My life now is much different than it was a year ago. I’m much closer to my family, and have spent more time with them than I ever have before. Not seeing my friends every day has allowed me to become closer with them than I ever have. Going forward in my life, I know how my relationships with my family and friends will grow and impact how I live my life. I also know how to best prioritize my mental health when juggling multiple things. I have a newfound appreciation for my family and friends, especially my mom. I have gotten much closer with my mom over this last year, bonding over everything from college applications to the Blazers. I have also come to appreciate, oddly enough, my job. It gave me something to do to get out of the house when normally I am stuck inside all day. I have also come to appreciate my coworkers, and have gotten closer with multiple of them throughout the last year. I have formed many lasting friendships with people I never would have met or gotten to know if the last year had been a normal one.
Since the pandemic started my world has completely changed. Everything that used to seem normal or part of everyday life is now just out of reach from being possible. I have learned how to adjust to different situations and do my best to overcome them. Never in a million years did I think that I would be doing my senior year of high school from my bedroom. Even though the situation isn’t ideal, I have learned to adjust and see the advantages to it. I get to wear sweatpants or leggings everyday, and instead of waking up earlier to do my hair and makeup I get to sleep a little longer.
Quarantine has made me realize how much I value all of my friendships and the relationships I have with my classmates and teachers. I find myself missing seeing people that I wasn’t even necessarily friends with. I realized that I took for granted seeing my classmates everyday until I couldn’t see them anymore. Now there are some kids that I haven’t talked to since March. I forgot about some of the people in my grade until we switched classes for second semester.
My day to day life is completely different then it used to be. I used to wake up in the morning and be busy until late that night. I did homework until the wee hours of the morning. Now I have more time to myself, I lay around on my days off, and I go hours with nothing to do. I know the things will never be the same again. My future became more unpredictable when all of this started. I haven’t been able to visit any of the colleges that I applied to, so it is much harder to make my decision on where to go.
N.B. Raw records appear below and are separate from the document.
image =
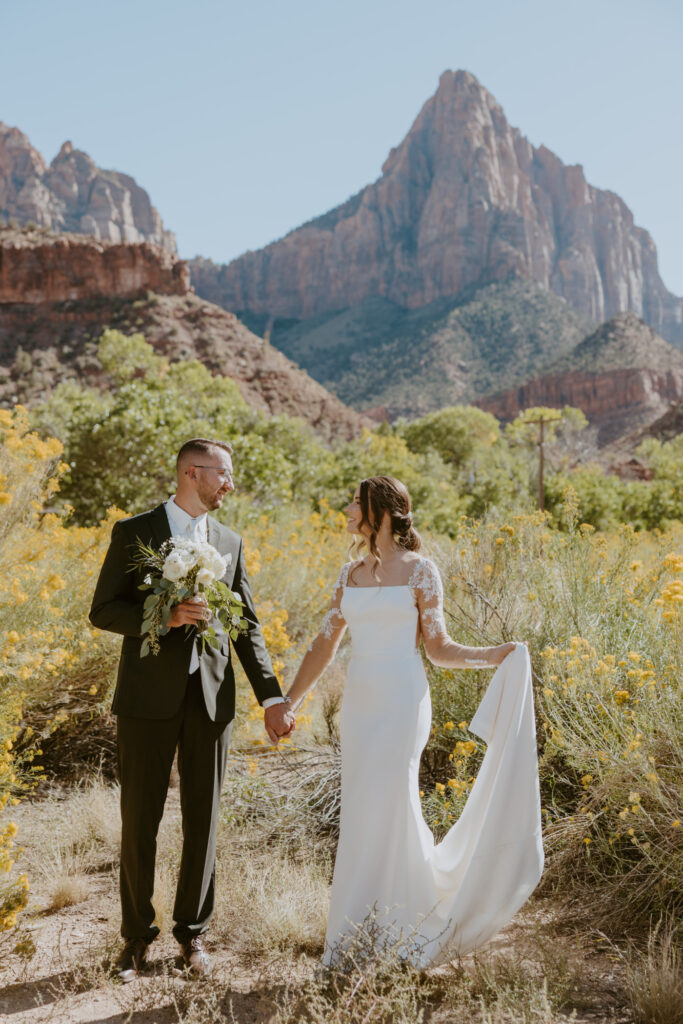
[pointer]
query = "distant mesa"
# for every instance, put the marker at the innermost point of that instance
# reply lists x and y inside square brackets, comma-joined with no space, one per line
[59,292]
[74,195]
[624,378]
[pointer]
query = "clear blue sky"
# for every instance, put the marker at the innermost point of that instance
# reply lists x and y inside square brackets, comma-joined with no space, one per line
[243,120]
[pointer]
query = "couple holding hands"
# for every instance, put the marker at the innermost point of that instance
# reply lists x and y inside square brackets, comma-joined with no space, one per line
[434,900]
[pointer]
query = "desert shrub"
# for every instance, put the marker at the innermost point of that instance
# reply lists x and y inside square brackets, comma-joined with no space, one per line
[436,503]
[482,468]
[120,444]
[601,616]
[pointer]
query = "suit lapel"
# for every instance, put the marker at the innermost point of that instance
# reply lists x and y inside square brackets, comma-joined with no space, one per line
[213,532]
[222,542]
[159,524]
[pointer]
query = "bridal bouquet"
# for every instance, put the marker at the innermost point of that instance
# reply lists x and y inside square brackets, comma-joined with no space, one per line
[179,570]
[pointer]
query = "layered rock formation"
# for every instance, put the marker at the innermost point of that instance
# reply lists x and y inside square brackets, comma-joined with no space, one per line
[623,377]
[51,334]
[73,194]
[464,201]
[36,267]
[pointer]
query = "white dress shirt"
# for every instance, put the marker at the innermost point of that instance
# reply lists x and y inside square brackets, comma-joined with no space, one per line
[196,528]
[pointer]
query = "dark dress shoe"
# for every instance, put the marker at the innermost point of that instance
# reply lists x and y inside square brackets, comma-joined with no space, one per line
[196,957]
[131,960]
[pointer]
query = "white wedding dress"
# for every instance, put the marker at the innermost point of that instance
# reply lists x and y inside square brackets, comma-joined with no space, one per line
[433,900]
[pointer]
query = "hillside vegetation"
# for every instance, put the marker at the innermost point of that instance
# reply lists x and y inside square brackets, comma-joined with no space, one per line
[415,360]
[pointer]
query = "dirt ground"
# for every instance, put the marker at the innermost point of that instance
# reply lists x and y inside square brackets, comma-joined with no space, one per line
[68,979]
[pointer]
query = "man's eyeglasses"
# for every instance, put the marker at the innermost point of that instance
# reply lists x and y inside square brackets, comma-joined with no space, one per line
[223,474]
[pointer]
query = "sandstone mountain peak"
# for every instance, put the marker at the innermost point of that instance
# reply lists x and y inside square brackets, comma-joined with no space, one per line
[464,201]
[73,194]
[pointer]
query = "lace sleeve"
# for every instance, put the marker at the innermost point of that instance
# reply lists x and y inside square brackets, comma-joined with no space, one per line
[426,584]
[428,590]
[333,622]
[324,647]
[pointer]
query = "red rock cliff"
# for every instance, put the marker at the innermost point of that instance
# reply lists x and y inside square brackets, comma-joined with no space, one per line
[73,194]
[35,268]
[465,200]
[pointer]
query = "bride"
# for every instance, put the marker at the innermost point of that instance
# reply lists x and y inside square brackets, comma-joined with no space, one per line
[433,901]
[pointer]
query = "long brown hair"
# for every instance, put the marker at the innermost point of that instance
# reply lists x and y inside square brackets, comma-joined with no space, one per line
[380,495]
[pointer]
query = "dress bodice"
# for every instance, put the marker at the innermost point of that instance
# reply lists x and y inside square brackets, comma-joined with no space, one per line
[381,620]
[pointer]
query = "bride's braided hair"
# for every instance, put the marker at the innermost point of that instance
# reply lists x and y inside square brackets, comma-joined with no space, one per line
[386,494]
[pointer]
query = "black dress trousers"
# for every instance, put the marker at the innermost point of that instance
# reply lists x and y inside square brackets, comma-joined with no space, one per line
[145,750]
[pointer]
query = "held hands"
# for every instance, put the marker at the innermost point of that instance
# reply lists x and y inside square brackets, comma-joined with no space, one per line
[279,721]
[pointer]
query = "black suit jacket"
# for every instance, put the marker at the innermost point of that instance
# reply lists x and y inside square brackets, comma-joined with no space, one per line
[155,686]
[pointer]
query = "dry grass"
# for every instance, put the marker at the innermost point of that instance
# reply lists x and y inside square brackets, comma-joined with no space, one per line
[75,833]
[270,903]
[67,891]
[655,980]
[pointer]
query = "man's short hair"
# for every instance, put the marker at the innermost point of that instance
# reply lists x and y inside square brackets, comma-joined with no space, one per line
[201,446]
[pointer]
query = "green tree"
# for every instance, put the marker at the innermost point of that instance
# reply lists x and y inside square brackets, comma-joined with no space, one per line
[121,443]
[481,466]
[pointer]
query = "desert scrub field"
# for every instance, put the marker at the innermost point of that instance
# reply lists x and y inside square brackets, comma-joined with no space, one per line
[601,614]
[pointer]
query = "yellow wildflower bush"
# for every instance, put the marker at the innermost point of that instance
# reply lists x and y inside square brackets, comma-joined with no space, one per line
[50,659]
[601,615]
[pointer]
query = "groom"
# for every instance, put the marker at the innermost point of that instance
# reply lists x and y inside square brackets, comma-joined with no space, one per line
[179,698]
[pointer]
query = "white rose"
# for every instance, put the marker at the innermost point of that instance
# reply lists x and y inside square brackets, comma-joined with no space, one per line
[204,578]
[174,567]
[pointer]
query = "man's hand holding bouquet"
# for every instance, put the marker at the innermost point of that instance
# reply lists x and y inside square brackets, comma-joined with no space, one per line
[185,589]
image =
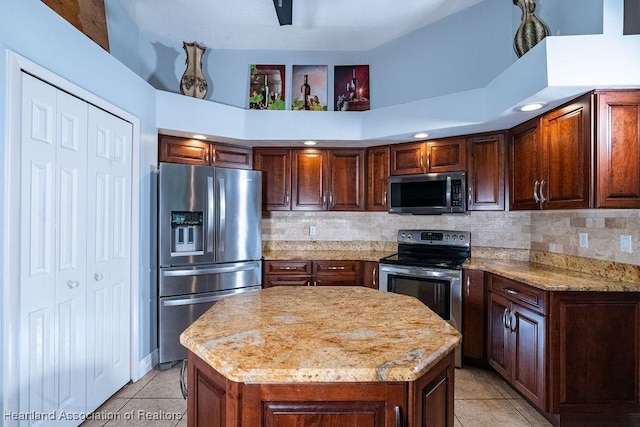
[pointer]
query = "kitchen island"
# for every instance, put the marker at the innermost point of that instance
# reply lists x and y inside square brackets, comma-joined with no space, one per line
[320,356]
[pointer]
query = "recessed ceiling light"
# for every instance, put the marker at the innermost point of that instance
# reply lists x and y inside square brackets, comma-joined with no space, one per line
[533,106]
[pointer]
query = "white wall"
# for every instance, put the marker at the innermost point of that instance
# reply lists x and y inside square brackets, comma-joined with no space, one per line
[34,31]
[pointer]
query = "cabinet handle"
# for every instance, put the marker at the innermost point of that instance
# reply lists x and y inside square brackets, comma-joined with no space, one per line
[535,191]
[542,198]
[183,380]
[504,317]
[398,416]
[513,322]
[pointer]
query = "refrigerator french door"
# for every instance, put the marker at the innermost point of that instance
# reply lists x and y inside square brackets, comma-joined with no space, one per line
[209,245]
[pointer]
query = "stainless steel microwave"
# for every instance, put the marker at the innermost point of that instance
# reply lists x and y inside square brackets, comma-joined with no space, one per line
[428,194]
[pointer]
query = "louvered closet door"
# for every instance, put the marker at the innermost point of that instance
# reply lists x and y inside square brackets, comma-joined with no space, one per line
[52,250]
[108,252]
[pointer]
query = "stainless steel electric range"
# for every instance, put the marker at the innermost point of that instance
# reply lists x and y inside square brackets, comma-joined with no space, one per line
[428,266]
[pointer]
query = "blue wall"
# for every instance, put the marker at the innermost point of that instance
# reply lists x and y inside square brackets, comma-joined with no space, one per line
[34,31]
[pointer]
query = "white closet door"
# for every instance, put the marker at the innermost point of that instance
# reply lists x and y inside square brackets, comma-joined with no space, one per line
[108,252]
[52,250]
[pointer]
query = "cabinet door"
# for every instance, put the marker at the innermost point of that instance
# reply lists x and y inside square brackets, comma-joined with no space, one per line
[566,146]
[183,150]
[473,315]
[230,156]
[309,180]
[524,167]
[486,172]
[527,346]
[377,177]
[498,334]
[370,274]
[275,164]
[407,159]
[618,149]
[447,155]
[346,180]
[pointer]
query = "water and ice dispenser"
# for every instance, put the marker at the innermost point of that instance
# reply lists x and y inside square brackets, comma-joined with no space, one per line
[187,233]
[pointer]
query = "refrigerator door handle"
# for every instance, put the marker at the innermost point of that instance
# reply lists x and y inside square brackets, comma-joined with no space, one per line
[200,300]
[214,270]
[222,211]
[210,213]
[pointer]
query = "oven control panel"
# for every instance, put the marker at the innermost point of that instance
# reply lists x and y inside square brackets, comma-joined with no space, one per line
[435,237]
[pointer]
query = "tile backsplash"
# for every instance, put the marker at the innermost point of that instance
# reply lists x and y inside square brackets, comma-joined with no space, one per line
[542,231]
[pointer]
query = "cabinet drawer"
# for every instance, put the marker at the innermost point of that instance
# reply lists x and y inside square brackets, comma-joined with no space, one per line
[516,291]
[336,268]
[297,267]
[271,280]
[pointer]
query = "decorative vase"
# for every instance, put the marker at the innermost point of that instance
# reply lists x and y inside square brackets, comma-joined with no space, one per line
[531,29]
[193,82]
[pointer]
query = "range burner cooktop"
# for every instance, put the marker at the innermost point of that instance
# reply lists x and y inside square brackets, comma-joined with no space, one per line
[431,248]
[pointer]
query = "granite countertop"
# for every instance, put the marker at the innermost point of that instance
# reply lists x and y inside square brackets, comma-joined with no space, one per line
[320,334]
[325,255]
[550,278]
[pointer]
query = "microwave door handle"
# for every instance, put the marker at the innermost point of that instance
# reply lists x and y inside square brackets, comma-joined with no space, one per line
[448,193]
[210,213]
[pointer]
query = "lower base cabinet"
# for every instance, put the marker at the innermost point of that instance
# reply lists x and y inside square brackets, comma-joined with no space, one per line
[574,355]
[215,401]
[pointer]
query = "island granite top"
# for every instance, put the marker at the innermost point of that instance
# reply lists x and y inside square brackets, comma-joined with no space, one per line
[320,334]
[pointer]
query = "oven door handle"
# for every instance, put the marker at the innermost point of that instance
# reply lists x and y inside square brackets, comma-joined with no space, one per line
[418,271]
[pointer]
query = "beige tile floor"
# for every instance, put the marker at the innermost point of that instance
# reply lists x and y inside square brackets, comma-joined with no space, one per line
[482,399]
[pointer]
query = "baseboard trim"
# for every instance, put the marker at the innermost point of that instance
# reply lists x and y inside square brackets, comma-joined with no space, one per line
[147,364]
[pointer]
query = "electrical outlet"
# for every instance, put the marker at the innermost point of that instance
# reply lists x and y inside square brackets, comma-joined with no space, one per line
[584,240]
[625,244]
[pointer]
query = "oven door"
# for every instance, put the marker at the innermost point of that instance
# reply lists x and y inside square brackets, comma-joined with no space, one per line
[439,289]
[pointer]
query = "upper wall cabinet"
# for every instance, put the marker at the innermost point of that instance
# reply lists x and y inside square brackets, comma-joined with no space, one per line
[550,159]
[195,152]
[311,180]
[445,155]
[618,149]
[485,167]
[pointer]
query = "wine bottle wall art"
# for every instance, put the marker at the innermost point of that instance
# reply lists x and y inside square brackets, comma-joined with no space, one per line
[309,88]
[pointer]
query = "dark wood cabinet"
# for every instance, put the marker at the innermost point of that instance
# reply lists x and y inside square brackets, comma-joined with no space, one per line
[473,317]
[196,152]
[516,336]
[445,155]
[407,158]
[370,274]
[287,273]
[377,177]
[618,149]
[346,180]
[311,180]
[551,159]
[309,169]
[595,354]
[486,172]
[275,164]
[312,273]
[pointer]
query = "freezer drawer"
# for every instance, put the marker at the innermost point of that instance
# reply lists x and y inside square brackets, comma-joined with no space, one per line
[177,313]
[209,278]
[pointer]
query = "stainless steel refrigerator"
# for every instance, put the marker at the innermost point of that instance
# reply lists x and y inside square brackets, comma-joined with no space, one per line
[209,245]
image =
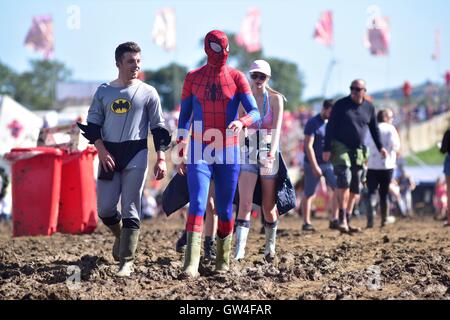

These days I appreciate every time I get to hang out with any of my friends. I get excited even if we only see each other passing as we go to school for different activities. I also have come to appreciate my mom more than ever. She has been my rock during this whole time. She sits and listens to me cry and complain about my lack of senior year. She even made me mango smoothies during the weekend that I was supposed to be in Hawaii with the choir. Since she works from home and I see her more, I finally recognize how hard she really works and everything she does for our family. This pandemic has taught me to not take for granted the people around me.